Alderman, a Professor of Politics and Contemporary History at the University of Buckingham, has authored several books, including The Jewish Community in British Politics and British Jewry Since Emancipation. He says that he is neither a member nor supporter of the Conservative Party or Conservative Friends of Israel.
The high profile involvement of the Board of Deputies was criticised severely by Mick Napier, a co-founder of Scottish Palestine Solidarity Campaign. "The current Zionist leadership of the Board of Deputies of British Jews is more committed to promoting the interests of the Israeli State against the Palestinian people than in furthering any legitimate collective concerns of a group of British citizens. Given that Israel's settlement building project is a war crime, efforts to align British Jews with such criminality is a reckless and dangerous campaign."

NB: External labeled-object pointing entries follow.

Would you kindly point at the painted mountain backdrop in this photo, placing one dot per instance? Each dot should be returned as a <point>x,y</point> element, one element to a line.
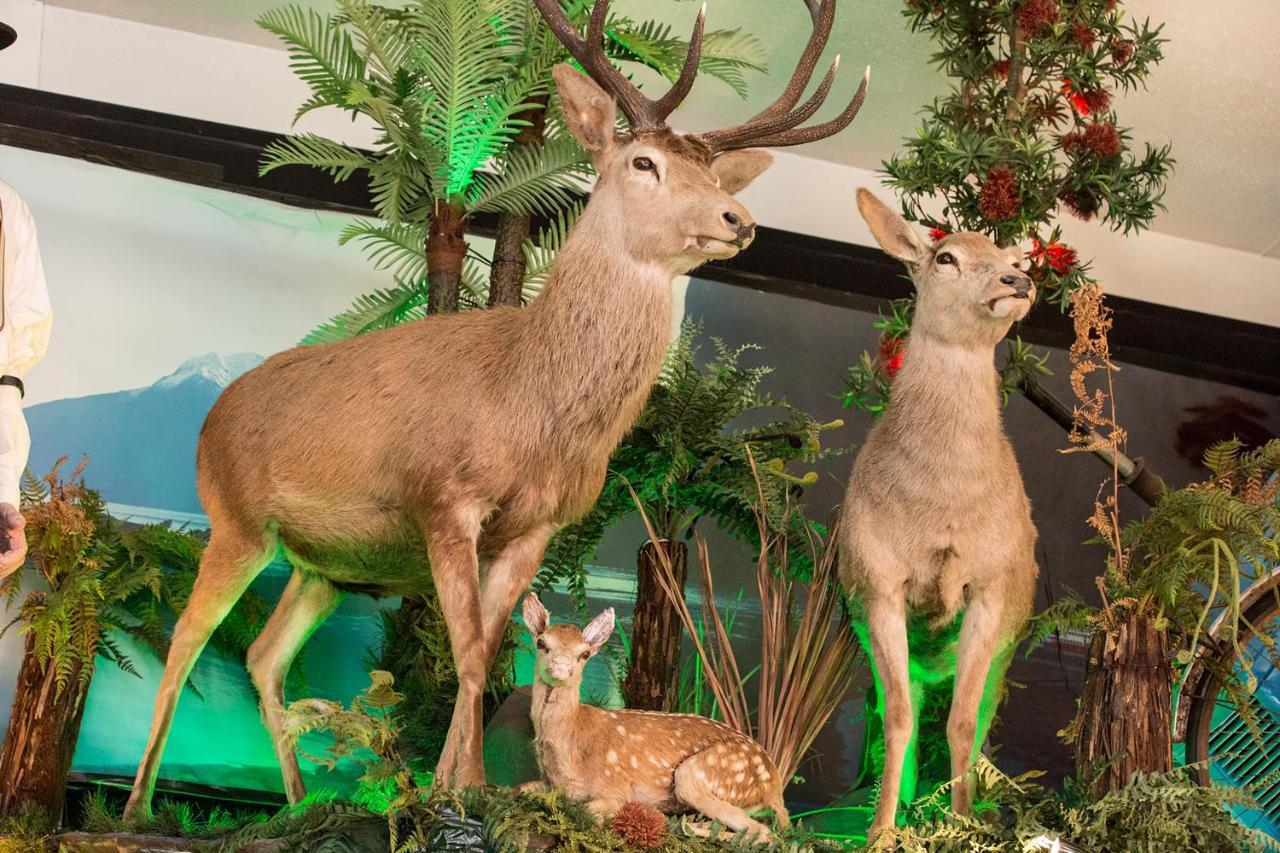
<point>141,443</point>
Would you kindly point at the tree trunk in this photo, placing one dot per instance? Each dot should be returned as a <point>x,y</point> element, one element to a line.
<point>41,738</point>
<point>507,276</point>
<point>446,250</point>
<point>654,673</point>
<point>1125,712</point>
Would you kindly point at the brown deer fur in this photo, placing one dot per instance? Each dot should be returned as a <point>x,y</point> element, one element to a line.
<point>936,516</point>
<point>673,762</point>
<point>466,438</point>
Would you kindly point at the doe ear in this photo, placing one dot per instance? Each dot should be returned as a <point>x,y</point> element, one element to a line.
<point>535,615</point>
<point>599,629</point>
<point>589,110</point>
<point>736,169</point>
<point>894,233</point>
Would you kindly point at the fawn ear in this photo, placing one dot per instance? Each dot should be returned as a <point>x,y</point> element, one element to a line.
<point>589,112</point>
<point>598,630</point>
<point>535,615</point>
<point>894,233</point>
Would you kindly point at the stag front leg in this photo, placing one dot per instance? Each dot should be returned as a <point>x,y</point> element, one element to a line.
<point>456,571</point>
<point>979,637</point>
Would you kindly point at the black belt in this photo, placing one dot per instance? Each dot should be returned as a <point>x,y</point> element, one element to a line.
<point>16,382</point>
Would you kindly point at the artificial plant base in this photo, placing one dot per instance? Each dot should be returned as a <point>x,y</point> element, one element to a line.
<point>654,671</point>
<point>41,738</point>
<point>1125,712</point>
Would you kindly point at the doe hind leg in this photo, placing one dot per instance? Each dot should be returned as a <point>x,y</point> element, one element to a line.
<point>306,602</point>
<point>705,788</point>
<point>229,564</point>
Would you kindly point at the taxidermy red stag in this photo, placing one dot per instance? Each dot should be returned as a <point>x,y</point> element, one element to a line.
<point>671,762</point>
<point>465,441</point>
<point>936,516</point>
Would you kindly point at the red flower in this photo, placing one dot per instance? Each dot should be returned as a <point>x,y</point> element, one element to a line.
<point>999,199</point>
<point>1100,137</point>
<point>890,355</point>
<point>1121,51</point>
<point>1084,36</point>
<point>1079,203</point>
<point>1037,16</point>
<point>1060,258</point>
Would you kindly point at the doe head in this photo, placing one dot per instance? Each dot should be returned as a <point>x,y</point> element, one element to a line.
<point>563,649</point>
<point>969,290</point>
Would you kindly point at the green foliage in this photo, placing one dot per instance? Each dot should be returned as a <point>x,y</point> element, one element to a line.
<point>686,457</point>
<point>1152,812</point>
<point>105,580</point>
<point>1025,131</point>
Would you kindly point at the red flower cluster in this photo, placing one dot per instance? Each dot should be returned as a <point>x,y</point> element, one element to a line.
<point>999,199</point>
<point>890,354</point>
<point>1084,36</point>
<point>1057,256</point>
<point>1037,16</point>
<point>1102,138</point>
<point>1079,203</point>
<point>639,825</point>
<point>1121,51</point>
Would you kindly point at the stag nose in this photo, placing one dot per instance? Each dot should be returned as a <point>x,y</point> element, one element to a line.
<point>1022,284</point>
<point>744,229</point>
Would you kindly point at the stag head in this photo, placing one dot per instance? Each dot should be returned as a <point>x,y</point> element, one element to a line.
<point>673,194</point>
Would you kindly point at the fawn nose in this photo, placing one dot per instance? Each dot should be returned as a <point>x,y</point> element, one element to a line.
<point>1022,284</point>
<point>744,229</point>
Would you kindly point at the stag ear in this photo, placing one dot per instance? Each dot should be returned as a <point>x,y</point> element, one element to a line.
<point>736,169</point>
<point>890,229</point>
<point>535,615</point>
<point>598,630</point>
<point>589,112</point>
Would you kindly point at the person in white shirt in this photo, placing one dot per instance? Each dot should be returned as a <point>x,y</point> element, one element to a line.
<point>26,318</point>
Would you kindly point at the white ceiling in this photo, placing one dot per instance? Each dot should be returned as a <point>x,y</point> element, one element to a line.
<point>1216,96</point>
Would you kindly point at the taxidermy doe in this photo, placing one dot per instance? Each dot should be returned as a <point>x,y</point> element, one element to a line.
<point>455,446</point>
<point>672,762</point>
<point>936,516</point>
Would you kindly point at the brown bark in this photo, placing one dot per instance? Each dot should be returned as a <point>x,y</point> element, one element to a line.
<point>654,673</point>
<point>1125,712</point>
<point>507,276</point>
<point>446,249</point>
<point>41,738</point>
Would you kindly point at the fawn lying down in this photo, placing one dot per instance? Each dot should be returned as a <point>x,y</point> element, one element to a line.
<point>672,762</point>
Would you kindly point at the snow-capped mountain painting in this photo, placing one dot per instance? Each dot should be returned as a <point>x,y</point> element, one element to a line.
<point>141,443</point>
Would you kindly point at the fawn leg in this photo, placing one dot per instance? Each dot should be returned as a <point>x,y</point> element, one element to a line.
<point>231,561</point>
<point>306,602</point>
<point>886,623</point>
<point>979,635</point>
<point>703,787</point>
<point>456,571</point>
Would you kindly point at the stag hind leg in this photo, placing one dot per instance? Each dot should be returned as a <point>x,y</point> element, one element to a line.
<point>306,602</point>
<point>976,676</point>
<point>229,564</point>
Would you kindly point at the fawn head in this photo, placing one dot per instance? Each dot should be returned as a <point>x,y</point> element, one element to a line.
<point>670,194</point>
<point>969,290</point>
<point>563,649</point>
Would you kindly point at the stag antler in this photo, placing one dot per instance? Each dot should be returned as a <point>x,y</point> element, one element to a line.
<point>645,115</point>
<point>777,124</point>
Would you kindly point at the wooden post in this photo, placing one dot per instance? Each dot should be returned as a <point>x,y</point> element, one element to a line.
<point>654,673</point>
<point>41,738</point>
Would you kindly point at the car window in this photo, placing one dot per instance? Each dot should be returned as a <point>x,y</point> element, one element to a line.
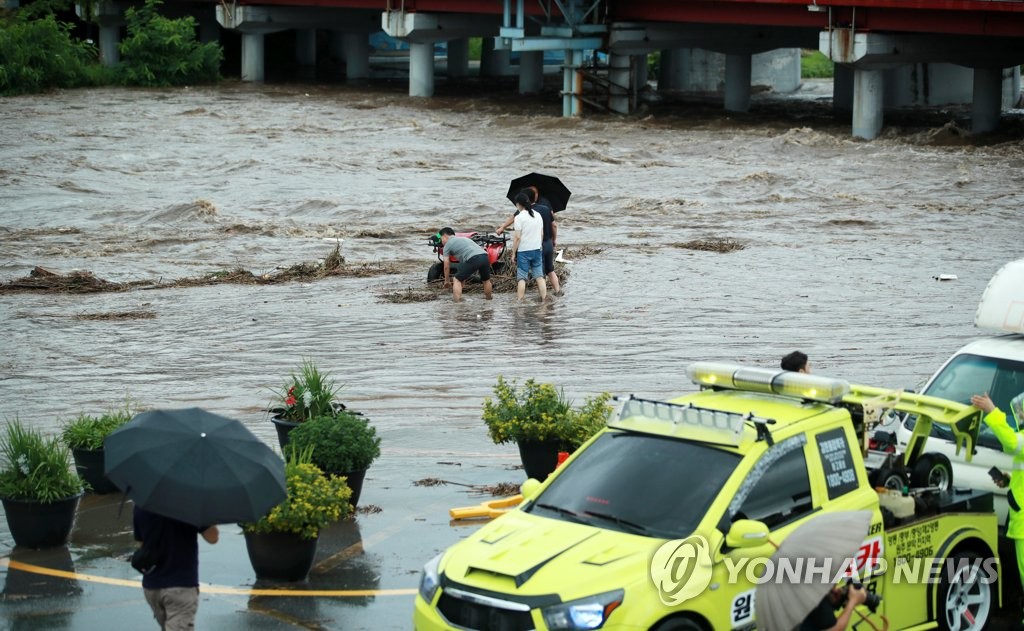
<point>970,374</point>
<point>777,490</point>
<point>639,484</point>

In the meantime, it has emerged that Israeli diplomats in London issued a warning several months ago that attempts to "operate" British Jewish organisations from Jerusalem could be unlawful. This was long before the Al-Jazeera exposé of the embassy official talking about "taking down" MPs and setting up pro-Israel political groups in British.

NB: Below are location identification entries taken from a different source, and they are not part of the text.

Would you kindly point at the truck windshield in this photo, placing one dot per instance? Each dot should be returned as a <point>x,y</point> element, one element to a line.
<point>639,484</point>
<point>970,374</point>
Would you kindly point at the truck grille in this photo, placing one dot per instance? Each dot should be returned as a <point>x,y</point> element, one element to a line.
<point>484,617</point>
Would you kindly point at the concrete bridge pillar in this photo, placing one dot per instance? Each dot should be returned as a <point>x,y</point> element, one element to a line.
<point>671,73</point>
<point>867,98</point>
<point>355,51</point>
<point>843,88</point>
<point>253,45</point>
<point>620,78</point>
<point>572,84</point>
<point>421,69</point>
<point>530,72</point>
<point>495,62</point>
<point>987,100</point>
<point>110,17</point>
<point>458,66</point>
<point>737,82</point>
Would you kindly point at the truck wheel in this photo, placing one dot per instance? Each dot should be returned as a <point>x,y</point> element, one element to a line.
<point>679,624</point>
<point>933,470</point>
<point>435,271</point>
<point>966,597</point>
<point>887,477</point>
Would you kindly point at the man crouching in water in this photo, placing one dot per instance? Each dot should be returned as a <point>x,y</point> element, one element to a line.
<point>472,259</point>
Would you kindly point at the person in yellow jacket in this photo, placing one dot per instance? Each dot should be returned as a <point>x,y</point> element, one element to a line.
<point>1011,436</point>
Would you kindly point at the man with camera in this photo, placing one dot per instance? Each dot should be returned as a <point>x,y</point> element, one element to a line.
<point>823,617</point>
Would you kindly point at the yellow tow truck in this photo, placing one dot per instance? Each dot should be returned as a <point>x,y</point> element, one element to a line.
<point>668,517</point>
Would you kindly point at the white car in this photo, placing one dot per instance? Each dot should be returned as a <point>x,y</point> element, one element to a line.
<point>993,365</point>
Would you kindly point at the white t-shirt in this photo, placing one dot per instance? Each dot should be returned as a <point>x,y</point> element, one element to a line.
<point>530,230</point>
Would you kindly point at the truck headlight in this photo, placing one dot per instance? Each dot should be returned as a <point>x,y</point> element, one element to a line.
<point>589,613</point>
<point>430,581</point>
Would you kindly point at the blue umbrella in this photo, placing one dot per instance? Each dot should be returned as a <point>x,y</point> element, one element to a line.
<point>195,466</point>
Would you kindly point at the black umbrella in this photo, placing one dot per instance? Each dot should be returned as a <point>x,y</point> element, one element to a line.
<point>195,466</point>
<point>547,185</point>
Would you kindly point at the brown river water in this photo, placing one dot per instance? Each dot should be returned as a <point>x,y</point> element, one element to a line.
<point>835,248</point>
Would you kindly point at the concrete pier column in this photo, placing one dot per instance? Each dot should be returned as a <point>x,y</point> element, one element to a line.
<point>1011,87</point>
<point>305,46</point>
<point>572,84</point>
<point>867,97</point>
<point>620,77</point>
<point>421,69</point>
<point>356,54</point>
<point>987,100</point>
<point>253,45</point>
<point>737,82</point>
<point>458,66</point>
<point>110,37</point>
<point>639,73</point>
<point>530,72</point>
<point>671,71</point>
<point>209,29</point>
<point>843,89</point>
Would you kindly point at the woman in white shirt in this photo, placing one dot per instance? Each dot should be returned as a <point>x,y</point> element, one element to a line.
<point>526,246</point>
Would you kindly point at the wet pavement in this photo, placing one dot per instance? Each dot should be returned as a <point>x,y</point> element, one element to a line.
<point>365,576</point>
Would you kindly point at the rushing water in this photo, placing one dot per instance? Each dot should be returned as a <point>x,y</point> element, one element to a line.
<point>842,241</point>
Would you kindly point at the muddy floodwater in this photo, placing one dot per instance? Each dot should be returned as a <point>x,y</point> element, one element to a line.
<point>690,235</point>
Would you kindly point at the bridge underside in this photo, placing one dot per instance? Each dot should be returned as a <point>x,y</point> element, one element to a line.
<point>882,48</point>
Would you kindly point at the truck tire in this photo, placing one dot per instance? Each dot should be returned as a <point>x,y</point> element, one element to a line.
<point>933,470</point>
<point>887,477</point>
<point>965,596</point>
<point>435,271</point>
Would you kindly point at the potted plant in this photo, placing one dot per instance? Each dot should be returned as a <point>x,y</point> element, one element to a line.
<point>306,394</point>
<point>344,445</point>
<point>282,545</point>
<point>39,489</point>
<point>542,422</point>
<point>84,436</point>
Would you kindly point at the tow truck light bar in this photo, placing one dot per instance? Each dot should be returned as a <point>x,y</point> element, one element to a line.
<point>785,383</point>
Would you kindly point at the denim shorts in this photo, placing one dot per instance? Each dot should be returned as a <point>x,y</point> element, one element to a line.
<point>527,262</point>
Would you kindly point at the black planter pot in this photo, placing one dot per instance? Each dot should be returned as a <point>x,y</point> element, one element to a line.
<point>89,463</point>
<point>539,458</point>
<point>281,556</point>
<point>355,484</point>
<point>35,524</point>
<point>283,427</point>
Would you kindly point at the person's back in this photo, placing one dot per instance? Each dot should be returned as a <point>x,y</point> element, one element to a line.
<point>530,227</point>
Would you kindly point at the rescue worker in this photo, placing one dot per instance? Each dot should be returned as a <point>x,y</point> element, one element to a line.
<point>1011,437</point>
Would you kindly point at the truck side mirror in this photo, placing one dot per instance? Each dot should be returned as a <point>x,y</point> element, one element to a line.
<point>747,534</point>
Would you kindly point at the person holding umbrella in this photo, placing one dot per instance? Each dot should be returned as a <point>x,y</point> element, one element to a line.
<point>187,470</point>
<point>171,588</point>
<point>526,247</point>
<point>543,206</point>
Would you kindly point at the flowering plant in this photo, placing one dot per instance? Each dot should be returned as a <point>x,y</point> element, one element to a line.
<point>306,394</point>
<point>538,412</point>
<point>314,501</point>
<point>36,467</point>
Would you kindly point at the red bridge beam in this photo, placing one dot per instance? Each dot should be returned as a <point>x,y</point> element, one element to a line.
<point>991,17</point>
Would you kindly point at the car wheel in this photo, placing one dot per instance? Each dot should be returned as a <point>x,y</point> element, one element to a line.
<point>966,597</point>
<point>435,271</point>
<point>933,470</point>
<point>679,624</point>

"The strategic affairs ministry must understand that 'operating' organisations directly from Jerusalem by email and telephone isn't good for their health," warned a cable from the embassy in London. "It's not clear that the strategic affairs ministry understand the local law with regards to the activities of charities."
The Al-Jazeera documentary, some contents of which were leaked in advance, was actually broadcast on Wednesday. Shai Masot, the official at the centre of the Israeli embassy storm in London, was caught in an undercover sting boasting about plans to "take down" MPs who he regarded as hostile to Israel. One of his targets was Foreign Office Minister Sir Alan Duncan. Israel's ambassador to the UK, Australian-born Mark Regev, has already issued a grovelling apology to Duncan and said that the embassy considered the remarks "completely unacceptable".
Described as a "senior political officer" on his business cards, the embassy denied that Masot was a diplomat; it is understood that he will return to Israel before the end of the month. As well as establishing what he has described as "several political support groups in the UK", Masot claimed credit for persuading the British government to adopt procurement guidelines preventing local authorities and the NHS from boycotting Israeli goods.
The Labour Party and the SNP, along with a number of Conservative MPs, have called for a public inquiry to be launched into what some have described as an issue of "national security". Others are said to be mystified by Theresa May's apparent reluctance to take the matter further. This could be explained, however, with the emergence of this latest correspondence which fuels speculation that the prime minister is under pressure not to further anger the powerful Zionist lobby or alienate the Jewish vote.
All of this prompts further questions about how much influence the state of Israel has had on successive British governments and their policies. Anyone who cares anything for democracy in Westminster must have serious concerns about this.
The views expressed in this article belong to the author and do not necessarily reflect the editorial policy of Middle East Monitor.